#moietgrand-mère7 – Quelle odeur préférez-vous sentir ?
"Quelle odeur préférez-vous sentir ? L'herbe douce que les Indiens utilisent dans leurs paniers ? Le cuir fumé ? L'odeur de la terre au printemps après la pluie ? L'odeur de la mer quand on se promène parmi les ajoncs sur un promontoire de Galice ? Ou le vent de terre quand on s'approche de Cuba dans l'obscurité : l'odeur des fleurs de cactus, du mimosa et des raisins de mer ? Ou celle du café du matin ? Ou celle d'une pomme quand on la croque ? Ou celle d'un pressoir à olives quand on fait du cidre, ou celle du pain fraîchement cuit ? Mais alors vous devez avoir faim". (Hemingway - Pour qui sonne le glas)
J'aime les odeurs de la campagne et de la ville, mais la campagne parfume et la ville aurait besoin d'un peu de campagne.
Les odeurs qui me donnent faim !
Oui.

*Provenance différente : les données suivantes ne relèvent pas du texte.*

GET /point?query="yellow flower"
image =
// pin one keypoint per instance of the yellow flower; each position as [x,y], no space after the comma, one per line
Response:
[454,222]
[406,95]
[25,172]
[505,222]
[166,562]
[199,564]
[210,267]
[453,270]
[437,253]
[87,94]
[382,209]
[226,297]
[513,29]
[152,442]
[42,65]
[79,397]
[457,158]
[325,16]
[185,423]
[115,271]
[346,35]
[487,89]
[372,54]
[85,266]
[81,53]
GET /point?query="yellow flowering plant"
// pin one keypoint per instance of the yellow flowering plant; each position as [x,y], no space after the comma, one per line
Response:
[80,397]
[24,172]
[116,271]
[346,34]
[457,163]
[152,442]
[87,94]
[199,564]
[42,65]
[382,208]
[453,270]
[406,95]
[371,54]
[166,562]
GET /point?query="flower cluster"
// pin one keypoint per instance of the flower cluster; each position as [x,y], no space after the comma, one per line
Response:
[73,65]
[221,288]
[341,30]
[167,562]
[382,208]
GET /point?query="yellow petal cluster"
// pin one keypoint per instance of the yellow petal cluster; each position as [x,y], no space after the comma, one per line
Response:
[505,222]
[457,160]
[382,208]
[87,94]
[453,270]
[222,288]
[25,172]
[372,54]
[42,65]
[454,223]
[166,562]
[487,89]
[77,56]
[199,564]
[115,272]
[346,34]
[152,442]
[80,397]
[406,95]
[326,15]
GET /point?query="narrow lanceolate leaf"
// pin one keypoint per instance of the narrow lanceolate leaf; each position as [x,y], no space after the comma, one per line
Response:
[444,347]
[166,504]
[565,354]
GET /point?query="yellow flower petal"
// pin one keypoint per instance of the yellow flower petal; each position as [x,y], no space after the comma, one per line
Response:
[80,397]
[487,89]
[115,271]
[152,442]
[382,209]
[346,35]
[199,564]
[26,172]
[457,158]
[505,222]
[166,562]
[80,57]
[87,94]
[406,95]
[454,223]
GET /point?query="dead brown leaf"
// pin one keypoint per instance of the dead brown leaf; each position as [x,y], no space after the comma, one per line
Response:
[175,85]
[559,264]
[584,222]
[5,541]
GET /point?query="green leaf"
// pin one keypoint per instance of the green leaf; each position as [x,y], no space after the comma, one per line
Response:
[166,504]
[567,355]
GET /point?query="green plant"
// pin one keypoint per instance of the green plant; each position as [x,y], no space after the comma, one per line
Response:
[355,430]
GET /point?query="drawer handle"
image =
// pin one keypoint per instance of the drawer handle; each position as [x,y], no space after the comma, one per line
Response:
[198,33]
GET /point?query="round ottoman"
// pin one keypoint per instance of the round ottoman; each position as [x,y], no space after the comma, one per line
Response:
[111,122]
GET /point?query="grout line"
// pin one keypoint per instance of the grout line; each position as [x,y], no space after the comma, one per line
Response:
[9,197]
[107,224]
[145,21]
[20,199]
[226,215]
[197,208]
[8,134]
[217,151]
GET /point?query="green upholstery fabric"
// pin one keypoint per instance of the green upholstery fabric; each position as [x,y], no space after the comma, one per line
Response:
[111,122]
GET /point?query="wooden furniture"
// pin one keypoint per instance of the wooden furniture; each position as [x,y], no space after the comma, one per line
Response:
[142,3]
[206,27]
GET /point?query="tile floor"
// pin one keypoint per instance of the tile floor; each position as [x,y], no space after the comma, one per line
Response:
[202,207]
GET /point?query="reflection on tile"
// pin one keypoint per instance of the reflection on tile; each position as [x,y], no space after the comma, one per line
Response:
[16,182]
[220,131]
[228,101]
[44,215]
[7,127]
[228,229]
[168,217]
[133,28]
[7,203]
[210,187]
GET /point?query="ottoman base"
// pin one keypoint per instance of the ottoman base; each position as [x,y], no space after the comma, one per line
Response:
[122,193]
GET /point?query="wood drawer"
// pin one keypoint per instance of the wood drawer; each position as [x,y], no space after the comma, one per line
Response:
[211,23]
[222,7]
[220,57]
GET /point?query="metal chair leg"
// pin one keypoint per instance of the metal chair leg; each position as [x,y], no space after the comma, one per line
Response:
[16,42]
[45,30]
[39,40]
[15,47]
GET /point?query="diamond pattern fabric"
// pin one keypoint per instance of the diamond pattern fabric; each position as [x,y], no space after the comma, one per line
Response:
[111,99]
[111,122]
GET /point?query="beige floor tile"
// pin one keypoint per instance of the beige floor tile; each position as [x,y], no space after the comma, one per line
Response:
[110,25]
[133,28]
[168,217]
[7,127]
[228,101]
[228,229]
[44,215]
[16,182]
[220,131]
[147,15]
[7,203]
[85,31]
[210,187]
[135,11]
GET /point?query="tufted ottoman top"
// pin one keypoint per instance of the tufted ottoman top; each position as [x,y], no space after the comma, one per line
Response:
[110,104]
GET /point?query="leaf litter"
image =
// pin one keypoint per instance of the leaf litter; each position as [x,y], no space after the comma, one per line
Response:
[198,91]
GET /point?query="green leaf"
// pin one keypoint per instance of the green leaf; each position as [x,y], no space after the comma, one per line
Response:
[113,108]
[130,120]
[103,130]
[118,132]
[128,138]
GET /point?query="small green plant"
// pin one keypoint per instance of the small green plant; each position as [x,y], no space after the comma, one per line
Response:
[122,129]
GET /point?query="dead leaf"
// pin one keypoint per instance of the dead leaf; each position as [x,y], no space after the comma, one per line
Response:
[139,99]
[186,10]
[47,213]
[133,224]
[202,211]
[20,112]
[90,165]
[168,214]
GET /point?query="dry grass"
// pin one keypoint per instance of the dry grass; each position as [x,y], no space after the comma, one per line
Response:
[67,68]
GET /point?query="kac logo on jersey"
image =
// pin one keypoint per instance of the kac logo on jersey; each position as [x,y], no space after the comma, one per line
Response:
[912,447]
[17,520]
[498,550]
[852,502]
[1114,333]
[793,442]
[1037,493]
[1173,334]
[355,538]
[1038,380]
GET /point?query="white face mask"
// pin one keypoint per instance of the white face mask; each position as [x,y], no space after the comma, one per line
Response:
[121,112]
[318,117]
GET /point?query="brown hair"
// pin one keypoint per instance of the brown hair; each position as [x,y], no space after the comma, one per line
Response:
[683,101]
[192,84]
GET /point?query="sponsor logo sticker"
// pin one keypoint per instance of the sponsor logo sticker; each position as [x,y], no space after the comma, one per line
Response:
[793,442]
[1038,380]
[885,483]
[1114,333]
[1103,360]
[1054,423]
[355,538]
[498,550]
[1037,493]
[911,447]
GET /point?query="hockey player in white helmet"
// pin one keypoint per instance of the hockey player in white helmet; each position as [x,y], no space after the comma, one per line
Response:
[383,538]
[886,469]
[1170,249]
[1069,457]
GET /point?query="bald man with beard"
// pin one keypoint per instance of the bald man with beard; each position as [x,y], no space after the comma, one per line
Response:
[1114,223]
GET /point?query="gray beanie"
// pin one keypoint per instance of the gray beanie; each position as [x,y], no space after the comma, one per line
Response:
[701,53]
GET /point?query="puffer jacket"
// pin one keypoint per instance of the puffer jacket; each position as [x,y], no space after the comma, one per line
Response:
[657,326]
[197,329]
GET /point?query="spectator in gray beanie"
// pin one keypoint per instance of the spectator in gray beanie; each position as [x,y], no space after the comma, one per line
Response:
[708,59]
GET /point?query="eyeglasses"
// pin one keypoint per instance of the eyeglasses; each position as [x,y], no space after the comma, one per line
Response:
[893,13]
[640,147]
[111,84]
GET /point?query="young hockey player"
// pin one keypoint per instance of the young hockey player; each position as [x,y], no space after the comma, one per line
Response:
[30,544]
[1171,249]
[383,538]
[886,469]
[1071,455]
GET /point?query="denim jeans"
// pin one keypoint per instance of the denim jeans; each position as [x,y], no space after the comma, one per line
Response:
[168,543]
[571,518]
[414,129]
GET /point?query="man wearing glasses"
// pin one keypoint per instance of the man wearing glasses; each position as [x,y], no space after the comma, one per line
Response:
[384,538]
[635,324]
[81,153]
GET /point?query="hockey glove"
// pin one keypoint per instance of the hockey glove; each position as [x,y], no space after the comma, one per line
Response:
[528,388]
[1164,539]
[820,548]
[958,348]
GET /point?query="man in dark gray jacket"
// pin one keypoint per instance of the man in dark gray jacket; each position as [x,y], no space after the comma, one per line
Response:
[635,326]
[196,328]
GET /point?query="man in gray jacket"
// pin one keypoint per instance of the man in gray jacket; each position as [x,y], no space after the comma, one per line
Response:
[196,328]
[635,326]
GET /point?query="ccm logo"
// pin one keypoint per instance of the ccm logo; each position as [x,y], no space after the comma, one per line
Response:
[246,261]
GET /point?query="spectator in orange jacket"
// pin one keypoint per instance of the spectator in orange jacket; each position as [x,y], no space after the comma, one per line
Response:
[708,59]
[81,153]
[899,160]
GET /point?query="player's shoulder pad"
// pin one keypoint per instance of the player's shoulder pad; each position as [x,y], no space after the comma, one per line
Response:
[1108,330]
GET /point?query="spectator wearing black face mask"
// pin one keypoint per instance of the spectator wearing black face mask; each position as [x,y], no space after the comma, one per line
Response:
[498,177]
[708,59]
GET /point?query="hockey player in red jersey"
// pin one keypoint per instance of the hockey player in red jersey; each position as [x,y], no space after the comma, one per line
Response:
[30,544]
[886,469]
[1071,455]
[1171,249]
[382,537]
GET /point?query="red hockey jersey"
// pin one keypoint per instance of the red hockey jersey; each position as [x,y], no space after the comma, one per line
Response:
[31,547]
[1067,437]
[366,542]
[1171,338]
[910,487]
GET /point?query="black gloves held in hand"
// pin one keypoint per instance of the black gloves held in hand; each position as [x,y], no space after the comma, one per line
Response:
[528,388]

J'ai toujours faim quand je sens la menthe et le romarin, le basilic et l'origan, l'odeur des feuilles de laurier noyées dans le jus de tomate, l'odeur de la sauge au crépuscule, l'odeur du persil qui saute comme un déloyal d'une assiette à l'autre, la ciboulette filiforme et timide quand elle exhibe ses fleurs roses en pompons.
Oui. Les odeurs me donnent toujours faim.
Je caresse les arômes de ma terrasse et me perds dans le nuage de senteurs qu'ils m'offrent. Ils sentent Nonna. Ils me rappellent Nonna et un joyeux petit plant de basilic sur le rebord de la fenêtre.
Grand-mère disait que le basilic est aussi susceptible qu'un roi, qu'il faut anticiper ses exigences royales, qu'il suffit de peu pour qu'il s'agite et laisse tomber ses feuilles. Un peu de soleil, un peu d'ombre, c'est Lui qui décide.
Grand-mère disait qu'il fallait cueillir la sauge quand le soleil est haut et brûlant, quand il concentre son jus huileux, sa sève sur les feuilles. Qu'il faut la cueillir par les racines car elle aime être entière.
Grand-mère disait que l'origan fleurit en mai. En mai, il vous donne tout. En mai, il faut aller à sa rencontre.
Quand je caresse les plantes sur la terrasse, grand-mère me caresse. Je suis une citadine et la cueillette des herbes dans les montagnes, au bord des rivières, au pied des collines, à l'aube ou au crépuscule, n'est plus pour moi qu'un heureux souvenir d'enfance. Mais je ne renonce pas à la caresse de ma grand-mère.
Ainsi, armé de pots et de bocaux, je construis mon paradis aromatique urbain : romarin et thym, origan et basilic, sauge et menthe, persil et ciboulette.
La main verte? Plutôt une psychologue
Je ne suis pas une jardinière. J'essaie de penser comme une plante. De l'écouter. Et si vous y prêtez un peu attention, elles peuvent tout vous dire.
Elles vous disent quand elles ont besoin d'eau.
Elles vous font savoir si le soleil est trop fort, si l'ombre est mauvaise.
Ils vous indiquent quand vous devez changer la terre parce qu'ils l'ont entièrement rongée.
Elles vous disent quand il est temps de les tailler et elles bougent quand elles entendent de la musique. Les plantes peuvent parler.
Il faut apprendre à les écouter.
C'est tout.
Plantez une plante !
Si tu ne sais vraiment pas quoi faire, fais pousser une plante, disait grand-mère en me mettant une graine dans la main, lorsque, enfant, je me plaignais de l'ennui pendant les longues après-midi d'été.
C'était un refrain.
À chaque plainte, Grand-mère répondait ponctuellement en faisant tomber une graine de ses mains. Mes poches étaient pleines de graines.
Si vous ne savez vraiment pas quoi faire...
À en juger par ma petite terrasse et le potager sur mon balcon, il est clair que je ne sais tout simplement pas quoi faire.
Je termine par une citation :
"Vous avez trop de soleil, pas assez de soleil, qu'est-ce que vous voulez... plus d'eau ? Moins d'eau? Pourquoi ne parlez-vous pas? Réponds !
(Nanni Moretti - Bianca 1984 - s'adressant à une de ses plantes qui se dessèche).